Book Read Free

Schisms

Page 5

by James Wolanyk


  “I need you to prepare a column for tomorrow,” Anna said.

  The Alakeph veteran regarded her warily. “This isn’t the time for retaliation.”

  “It’s not for fighting,” she said. “It’s for Nahora.”

  Chapter 4

  Anna sat on the edge of a cliff, high along the ridges between Tas Hassan and Karawat, where shifting fog revealed valleys blotted with cypresses and red anemones and tall, swaying grass. It was curious to watch the world shifting below her, to sense the divide between her ankles and scorching rock blurring until her body was the heat, the shrub-dotted fissures, the streams and flats snaking out under a midday sun. Soon she was also the wind, the very same that was dancing through her hair, and the starlight that darkened her skin. She was time, weathering the hillsides and worming roots through soil.

  She was a fighter’s gentle steps over stone.

  “I’m listening, Yatrin,” Anna said, her awareness sinking back into her body.

  “They want to rendezvous four leagues to the east,” Yatrin replied. He moved closer, but kept a generous distance from the edge. “It’s not too late to break off our arrangements.”

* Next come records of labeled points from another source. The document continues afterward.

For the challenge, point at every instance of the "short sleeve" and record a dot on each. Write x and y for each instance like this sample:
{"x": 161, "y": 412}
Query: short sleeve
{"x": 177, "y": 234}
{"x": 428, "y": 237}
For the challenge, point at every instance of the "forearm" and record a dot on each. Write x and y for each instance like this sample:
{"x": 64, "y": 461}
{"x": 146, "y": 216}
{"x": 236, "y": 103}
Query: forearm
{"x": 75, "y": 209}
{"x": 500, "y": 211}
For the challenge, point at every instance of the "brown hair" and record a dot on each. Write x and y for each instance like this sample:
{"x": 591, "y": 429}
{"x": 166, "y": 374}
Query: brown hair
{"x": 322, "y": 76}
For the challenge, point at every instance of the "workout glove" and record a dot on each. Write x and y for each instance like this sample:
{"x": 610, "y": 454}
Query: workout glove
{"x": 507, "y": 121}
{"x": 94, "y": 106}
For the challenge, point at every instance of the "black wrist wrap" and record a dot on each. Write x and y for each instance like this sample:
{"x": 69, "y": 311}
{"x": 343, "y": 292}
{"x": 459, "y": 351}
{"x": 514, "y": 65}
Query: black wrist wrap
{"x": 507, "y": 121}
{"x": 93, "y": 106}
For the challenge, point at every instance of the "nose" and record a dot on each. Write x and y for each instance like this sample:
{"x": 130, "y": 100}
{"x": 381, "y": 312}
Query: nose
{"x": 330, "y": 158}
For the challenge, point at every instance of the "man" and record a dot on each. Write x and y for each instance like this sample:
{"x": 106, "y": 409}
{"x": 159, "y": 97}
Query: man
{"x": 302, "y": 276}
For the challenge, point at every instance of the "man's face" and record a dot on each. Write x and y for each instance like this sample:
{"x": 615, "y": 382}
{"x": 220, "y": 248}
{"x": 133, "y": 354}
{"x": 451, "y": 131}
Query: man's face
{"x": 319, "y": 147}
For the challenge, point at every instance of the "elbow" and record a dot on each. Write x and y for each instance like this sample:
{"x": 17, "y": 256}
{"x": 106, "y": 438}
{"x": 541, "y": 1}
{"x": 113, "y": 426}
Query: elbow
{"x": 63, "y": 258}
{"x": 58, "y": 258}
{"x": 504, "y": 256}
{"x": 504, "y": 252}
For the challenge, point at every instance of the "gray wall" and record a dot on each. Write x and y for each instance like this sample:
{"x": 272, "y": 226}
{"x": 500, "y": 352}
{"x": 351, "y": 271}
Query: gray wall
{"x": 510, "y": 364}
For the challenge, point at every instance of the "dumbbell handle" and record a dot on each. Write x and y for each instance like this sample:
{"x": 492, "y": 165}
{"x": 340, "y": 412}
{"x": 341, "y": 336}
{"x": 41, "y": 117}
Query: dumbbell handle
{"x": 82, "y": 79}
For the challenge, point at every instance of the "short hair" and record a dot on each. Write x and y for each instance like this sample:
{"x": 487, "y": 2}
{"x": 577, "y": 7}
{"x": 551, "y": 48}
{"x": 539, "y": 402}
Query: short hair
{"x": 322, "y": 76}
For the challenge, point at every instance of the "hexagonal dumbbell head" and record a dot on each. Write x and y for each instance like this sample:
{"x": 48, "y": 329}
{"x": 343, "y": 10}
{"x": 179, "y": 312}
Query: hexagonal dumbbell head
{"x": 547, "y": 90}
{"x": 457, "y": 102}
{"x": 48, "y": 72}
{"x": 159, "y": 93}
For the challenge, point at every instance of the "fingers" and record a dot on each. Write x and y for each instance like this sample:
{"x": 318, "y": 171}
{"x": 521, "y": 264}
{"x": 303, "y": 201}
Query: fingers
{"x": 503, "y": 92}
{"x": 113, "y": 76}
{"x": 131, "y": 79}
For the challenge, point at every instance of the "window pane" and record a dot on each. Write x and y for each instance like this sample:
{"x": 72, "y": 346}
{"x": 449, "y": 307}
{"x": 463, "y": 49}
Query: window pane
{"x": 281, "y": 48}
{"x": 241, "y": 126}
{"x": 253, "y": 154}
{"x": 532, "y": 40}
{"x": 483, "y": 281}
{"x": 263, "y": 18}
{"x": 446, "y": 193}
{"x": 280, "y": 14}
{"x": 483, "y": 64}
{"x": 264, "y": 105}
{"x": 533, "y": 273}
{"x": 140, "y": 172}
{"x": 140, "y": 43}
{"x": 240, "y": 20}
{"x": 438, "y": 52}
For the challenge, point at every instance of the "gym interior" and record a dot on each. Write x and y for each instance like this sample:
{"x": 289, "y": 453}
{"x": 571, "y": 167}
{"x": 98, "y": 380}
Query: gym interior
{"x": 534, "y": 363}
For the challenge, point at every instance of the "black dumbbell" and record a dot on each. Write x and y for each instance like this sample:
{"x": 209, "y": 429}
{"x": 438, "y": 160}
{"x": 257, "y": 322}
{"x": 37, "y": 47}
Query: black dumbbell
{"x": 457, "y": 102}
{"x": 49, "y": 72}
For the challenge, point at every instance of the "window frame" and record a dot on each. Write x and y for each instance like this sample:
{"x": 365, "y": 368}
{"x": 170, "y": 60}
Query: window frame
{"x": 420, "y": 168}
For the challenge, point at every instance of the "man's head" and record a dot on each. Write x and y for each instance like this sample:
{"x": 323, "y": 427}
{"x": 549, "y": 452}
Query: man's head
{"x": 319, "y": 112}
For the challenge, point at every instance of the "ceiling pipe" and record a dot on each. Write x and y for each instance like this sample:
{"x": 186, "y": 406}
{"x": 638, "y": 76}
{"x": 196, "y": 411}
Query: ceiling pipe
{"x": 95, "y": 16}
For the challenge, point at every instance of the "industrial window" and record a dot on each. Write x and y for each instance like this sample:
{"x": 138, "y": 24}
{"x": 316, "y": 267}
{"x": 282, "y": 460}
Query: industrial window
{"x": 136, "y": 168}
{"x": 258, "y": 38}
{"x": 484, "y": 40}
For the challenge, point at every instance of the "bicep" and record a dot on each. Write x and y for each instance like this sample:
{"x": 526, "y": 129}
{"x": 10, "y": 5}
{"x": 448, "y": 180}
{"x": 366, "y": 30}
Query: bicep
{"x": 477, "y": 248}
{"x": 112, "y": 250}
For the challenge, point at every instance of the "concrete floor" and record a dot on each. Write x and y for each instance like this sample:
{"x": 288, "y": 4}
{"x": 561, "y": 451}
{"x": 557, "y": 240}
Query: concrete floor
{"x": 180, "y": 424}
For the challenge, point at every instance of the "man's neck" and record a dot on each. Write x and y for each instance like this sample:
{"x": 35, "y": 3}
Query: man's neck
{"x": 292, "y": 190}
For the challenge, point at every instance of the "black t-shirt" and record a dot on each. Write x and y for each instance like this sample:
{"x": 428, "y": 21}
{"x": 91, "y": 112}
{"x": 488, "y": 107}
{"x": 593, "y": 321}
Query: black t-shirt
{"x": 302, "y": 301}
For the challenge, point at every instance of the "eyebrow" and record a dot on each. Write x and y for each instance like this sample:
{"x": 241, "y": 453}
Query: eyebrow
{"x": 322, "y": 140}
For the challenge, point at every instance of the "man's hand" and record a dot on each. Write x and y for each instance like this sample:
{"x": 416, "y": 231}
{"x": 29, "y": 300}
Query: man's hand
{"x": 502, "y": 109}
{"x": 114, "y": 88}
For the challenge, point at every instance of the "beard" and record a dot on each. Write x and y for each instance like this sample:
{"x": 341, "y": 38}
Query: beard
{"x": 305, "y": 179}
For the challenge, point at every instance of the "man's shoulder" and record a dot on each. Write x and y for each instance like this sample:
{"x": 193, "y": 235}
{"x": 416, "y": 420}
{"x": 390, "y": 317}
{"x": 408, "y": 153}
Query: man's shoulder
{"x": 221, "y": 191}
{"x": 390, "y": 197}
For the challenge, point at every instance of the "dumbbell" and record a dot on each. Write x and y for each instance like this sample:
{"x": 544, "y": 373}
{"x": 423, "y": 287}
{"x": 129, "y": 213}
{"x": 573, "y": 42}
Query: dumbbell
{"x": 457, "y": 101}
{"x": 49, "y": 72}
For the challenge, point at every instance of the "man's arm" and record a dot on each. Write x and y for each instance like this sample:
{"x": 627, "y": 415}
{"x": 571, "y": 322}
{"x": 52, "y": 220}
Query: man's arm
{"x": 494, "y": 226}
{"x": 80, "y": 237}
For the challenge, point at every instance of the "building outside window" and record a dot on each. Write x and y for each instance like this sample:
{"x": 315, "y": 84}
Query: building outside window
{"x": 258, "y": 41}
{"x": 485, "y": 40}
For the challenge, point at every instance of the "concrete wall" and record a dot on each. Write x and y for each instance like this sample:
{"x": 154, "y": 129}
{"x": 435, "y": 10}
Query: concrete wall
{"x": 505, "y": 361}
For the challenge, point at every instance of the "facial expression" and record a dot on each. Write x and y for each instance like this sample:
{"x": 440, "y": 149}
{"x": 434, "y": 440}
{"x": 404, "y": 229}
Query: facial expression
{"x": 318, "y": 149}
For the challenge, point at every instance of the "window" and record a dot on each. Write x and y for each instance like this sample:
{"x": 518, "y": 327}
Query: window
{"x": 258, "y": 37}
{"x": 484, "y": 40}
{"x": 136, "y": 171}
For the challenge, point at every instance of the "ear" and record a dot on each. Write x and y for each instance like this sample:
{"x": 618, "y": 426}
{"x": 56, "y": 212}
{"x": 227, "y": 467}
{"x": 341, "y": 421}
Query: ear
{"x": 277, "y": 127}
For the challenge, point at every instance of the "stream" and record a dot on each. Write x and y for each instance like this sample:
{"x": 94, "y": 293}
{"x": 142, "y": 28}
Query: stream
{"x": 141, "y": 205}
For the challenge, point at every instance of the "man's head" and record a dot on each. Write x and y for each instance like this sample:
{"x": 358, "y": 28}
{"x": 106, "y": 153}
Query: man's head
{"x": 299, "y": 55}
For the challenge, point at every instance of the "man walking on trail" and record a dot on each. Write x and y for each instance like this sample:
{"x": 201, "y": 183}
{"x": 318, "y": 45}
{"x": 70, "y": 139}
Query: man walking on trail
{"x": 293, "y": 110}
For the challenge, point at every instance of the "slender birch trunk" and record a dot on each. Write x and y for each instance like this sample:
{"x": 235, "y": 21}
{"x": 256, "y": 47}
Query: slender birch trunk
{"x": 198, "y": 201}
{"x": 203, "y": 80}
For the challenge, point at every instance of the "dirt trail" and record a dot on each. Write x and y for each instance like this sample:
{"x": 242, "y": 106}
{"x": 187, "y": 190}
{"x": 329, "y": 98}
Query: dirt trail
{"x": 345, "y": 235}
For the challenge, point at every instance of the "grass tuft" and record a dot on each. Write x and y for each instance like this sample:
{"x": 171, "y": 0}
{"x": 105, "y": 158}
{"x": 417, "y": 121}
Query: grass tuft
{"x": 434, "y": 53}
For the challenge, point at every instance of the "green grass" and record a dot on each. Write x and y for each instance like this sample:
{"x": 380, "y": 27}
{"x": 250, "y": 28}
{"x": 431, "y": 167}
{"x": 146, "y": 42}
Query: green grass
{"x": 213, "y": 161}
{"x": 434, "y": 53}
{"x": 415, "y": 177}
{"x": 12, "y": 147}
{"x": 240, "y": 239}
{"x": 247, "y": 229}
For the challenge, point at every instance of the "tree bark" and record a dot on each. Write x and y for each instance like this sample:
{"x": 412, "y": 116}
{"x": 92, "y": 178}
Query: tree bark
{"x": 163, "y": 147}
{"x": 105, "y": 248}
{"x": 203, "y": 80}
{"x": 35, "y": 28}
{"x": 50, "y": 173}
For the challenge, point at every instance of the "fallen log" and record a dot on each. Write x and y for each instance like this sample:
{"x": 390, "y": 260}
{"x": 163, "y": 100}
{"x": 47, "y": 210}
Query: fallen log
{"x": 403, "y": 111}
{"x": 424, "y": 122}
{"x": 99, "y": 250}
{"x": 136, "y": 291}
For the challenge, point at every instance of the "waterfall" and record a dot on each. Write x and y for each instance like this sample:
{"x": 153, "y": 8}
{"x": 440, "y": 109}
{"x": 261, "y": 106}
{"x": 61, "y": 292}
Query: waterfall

  Anna shut her eyes against the light. “Do you trust your people?”

  “I want to.”

  From Anna’s observations, Yatrin was one of the few fighters—within the Nest or deployed in the field—who held any reservations about making contact. It was natural, considering the birthplace of nearly half her forces. Even those who’d turned their backs on the state still traded Orsas in the corridors, practiced their calligraphy by transcribing sacred mandates, and found themselves gazing to the northeast with every sunset. But Yatrin was his own oak, his roots severed from the state and its ploys. Or so it seemed. Anna considered that it was merely a ruse held in her presence, but Mesar and his men had shown the truth of things when they nudged Yatrin’s ribs in the bunks.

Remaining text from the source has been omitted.